White House targets trade secret theft with new strategy
WASHINGTON (Reuters) - The White House will tackle the theft of U.S. trade secrets on Wednesday with a new strategy to protect American companies from losing hundreds of billions of dollars in an area of growing concern in relations with China.
"For an economy like ours, that's going to win based on our innovation of what we produce and create, this is a critically important issue," U.S. Trade Representative Ron Kirk said in an interview ahead of the event.
The Obama administration will release its plan one day after a U.S. computer security company said it believed a secretive Chinese military unit was behind a series of hacking attacks.
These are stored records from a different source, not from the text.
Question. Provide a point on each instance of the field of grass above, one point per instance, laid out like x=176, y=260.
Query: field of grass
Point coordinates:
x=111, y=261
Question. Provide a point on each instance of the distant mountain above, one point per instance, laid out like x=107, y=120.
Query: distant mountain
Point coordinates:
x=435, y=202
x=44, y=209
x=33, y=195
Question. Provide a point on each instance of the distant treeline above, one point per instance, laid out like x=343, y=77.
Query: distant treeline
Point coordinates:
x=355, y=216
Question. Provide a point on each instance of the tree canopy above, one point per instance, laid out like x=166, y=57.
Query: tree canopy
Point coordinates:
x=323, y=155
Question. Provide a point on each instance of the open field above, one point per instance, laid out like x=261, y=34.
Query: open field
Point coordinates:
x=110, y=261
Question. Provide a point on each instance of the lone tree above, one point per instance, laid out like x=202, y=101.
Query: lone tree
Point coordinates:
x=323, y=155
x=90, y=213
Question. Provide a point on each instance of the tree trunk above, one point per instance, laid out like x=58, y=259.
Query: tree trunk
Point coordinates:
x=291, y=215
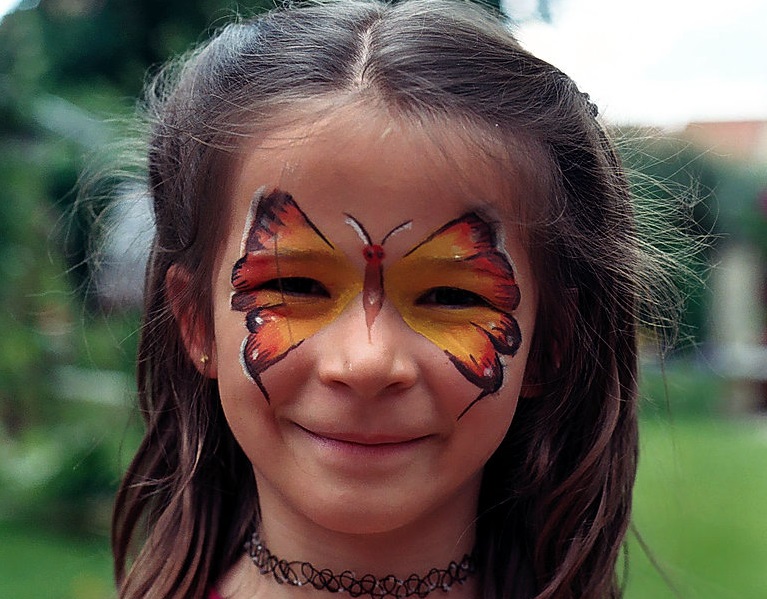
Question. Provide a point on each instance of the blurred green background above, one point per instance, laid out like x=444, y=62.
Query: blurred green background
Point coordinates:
x=70, y=73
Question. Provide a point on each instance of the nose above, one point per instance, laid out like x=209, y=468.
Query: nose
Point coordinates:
x=370, y=362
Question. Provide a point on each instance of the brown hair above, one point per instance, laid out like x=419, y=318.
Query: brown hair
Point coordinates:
x=558, y=490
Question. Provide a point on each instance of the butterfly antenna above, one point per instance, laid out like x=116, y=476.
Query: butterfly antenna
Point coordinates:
x=399, y=228
x=358, y=228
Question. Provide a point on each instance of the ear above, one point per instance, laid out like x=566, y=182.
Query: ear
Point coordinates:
x=198, y=341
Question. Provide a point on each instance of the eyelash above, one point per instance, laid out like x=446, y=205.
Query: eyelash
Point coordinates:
x=451, y=297
x=296, y=286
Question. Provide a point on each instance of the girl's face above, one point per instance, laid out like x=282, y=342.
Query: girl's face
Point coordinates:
x=372, y=320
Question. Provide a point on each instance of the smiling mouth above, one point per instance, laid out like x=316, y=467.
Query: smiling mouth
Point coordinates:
x=363, y=441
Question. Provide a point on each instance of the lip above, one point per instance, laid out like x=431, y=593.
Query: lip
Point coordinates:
x=371, y=443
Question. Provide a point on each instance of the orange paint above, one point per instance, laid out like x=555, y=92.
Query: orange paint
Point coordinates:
x=456, y=288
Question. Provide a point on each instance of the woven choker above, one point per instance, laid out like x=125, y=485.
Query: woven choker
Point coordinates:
x=301, y=574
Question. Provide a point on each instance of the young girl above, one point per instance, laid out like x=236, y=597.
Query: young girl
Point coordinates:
x=390, y=337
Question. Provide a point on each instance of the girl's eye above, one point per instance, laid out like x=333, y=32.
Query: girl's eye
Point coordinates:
x=296, y=286
x=451, y=297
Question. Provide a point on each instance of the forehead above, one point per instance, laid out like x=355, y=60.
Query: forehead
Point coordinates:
x=382, y=170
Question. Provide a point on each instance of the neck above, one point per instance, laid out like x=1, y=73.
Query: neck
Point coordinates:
x=444, y=536
x=433, y=541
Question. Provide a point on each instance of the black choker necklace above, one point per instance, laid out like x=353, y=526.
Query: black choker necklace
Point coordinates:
x=303, y=574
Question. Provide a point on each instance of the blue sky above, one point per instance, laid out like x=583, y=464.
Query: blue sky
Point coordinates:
x=658, y=62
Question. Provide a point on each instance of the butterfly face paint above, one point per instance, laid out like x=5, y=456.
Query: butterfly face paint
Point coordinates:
x=456, y=288
x=290, y=282
x=372, y=288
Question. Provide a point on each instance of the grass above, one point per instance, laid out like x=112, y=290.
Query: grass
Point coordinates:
x=48, y=565
x=700, y=507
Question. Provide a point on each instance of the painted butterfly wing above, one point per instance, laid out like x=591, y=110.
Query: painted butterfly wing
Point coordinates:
x=479, y=328
x=281, y=247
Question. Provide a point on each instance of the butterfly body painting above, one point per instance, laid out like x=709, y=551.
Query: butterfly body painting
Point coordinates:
x=456, y=288
x=374, y=254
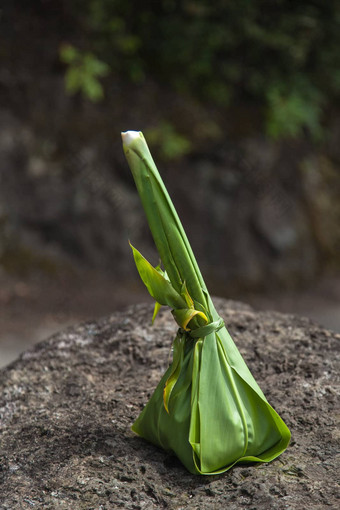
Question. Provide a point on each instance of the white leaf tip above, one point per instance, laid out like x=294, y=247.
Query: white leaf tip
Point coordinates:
x=129, y=136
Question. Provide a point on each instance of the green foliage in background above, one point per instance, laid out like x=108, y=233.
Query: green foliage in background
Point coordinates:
x=83, y=73
x=281, y=55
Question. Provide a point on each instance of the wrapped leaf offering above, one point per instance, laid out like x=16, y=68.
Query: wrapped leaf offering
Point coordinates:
x=207, y=408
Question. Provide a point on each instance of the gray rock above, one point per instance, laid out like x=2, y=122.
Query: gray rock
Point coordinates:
x=67, y=405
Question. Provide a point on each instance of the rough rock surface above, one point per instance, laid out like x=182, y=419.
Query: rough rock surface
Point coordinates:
x=67, y=405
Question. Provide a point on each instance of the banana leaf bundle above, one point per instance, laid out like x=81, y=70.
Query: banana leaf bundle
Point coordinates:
x=207, y=408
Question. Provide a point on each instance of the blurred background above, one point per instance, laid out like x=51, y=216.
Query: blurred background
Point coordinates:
x=239, y=102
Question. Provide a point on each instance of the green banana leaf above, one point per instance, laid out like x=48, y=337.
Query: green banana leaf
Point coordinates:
x=207, y=408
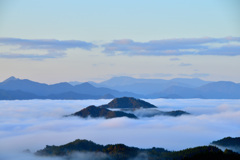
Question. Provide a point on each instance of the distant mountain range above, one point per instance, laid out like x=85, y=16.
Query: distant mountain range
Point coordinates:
x=14, y=88
x=123, y=152
x=97, y=112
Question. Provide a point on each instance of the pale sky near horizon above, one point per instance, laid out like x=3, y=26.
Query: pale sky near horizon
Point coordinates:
x=53, y=41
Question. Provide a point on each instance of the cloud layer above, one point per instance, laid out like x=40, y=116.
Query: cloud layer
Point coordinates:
x=39, y=49
x=35, y=123
x=229, y=46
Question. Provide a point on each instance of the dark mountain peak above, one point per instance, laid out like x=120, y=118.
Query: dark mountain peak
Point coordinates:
x=12, y=78
x=128, y=102
x=121, y=151
x=97, y=112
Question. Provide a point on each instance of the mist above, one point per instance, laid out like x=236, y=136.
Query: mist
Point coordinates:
x=33, y=124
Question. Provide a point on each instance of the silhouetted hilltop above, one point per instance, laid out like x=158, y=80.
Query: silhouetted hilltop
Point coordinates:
x=123, y=152
x=176, y=113
x=96, y=112
x=128, y=102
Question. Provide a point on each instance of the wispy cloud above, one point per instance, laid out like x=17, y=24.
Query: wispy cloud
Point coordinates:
x=228, y=46
x=195, y=75
x=185, y=64
x=174, y=59
x=42, y=48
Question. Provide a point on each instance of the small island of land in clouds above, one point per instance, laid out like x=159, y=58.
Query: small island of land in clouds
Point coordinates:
x=125, y=104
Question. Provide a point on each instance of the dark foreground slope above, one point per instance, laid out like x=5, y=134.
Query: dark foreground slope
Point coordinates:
x=128, y=102
x=97, y=112
x=123, y=152
x=229, y=143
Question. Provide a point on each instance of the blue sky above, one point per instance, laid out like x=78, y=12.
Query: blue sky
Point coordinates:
x=60, y=40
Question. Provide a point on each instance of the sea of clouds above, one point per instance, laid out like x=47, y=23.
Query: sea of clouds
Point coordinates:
x=33, y=124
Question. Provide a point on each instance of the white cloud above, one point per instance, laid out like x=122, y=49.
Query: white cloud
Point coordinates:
x=36, y=123
x=228, y=46
x=38, y=49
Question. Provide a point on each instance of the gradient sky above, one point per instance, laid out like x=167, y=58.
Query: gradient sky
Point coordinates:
x=75, y=40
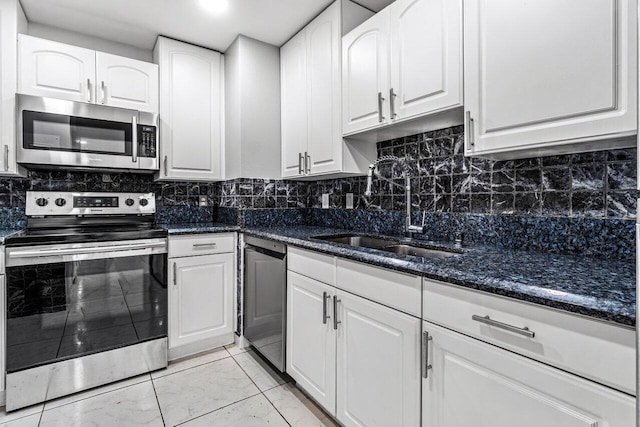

China flatly denied the accusations made by the company, Mandiant, calling them "unprofessional." Its Defense Ministry said hacking attacks are a global problem and that China is one of the biggest victims of cyber assaults.
An administration official said the new strategy "coordinates and improves U.S. government efforts to protect the innovation that drives the American economy and supports jobs in the United States."
"This strategy is not focused on any one country, nor is it focused on cybersecurity exclusively, though cyber does play an important role," the official said.
Kirk said the problem of trade secret theft in China was a factor in at least some U.S. companies deciding to move operations back to the United States.
The companies have "had very frank conversations with the Chinese, (saying) 'you know it's one thing to accept a certain level of copyright knock-offs, but if you're going to take our core technology, then we're better off being in our home country," Kirk said.
Corporate executives from GE (GE.N) and American Superconductor (AMSC.O), both of which do business in China, will be at the White House on Wednesday to discuss the administration's strategy, along with U.S. Attorney General Eric Holder, Acting Commerce Secretary Rebecca Blank and White House Intellectual Property Enforcement coordinator Victoria Espinel.
Last week, U.S. Representative Dutch Ruppersberger, the top Democrat on the House of Representatives Intelligence Committee, said American companies suffered estimated losses in 2012 of more than $300 billion due to trade secret theft, much of it due to Chinese cyber espionage.
House Intelligence Committee Chairman Mike Rogers, at the same event, said the degree of theft was unprecedented.
"Nation-states like China are stealing intellectual property at a breathtaking pace, taking it back, repurposing and then using it to compete against those very same companies around the world, at a huge disadvantage to the company they just stole it from," Rogers said.
The U.S. Trade Representative's office, in its annual report in December on China's compliance with World Trade Organization rules, said that trade secret theft was a growing problem in the commercial relationship, and that many U.S. companies feared talking openly about it because of the damage that disclosure could cause.
"The United States is concerned about a growing number of cases in which important trade secrets of U.S. companies have been stolen by, or for the benefit of, Chinese competitors," USTR said in that report.
It said American companies have had trouble getting redress through the Chinese legal system in such cases, "despite compelling evidence demonstrating guilt."
"The United States is also concerned that many more trade secrets cases involving U.S. companies and Chinese competitors go unreported, because U.S. companies want to avoid the costs of pursuing legal relief, when weighed against the likelihood of obtaining no redress through Chinese legal channels and the possible commercial repercussions for them if they shine light on the conduct at issue," the report said.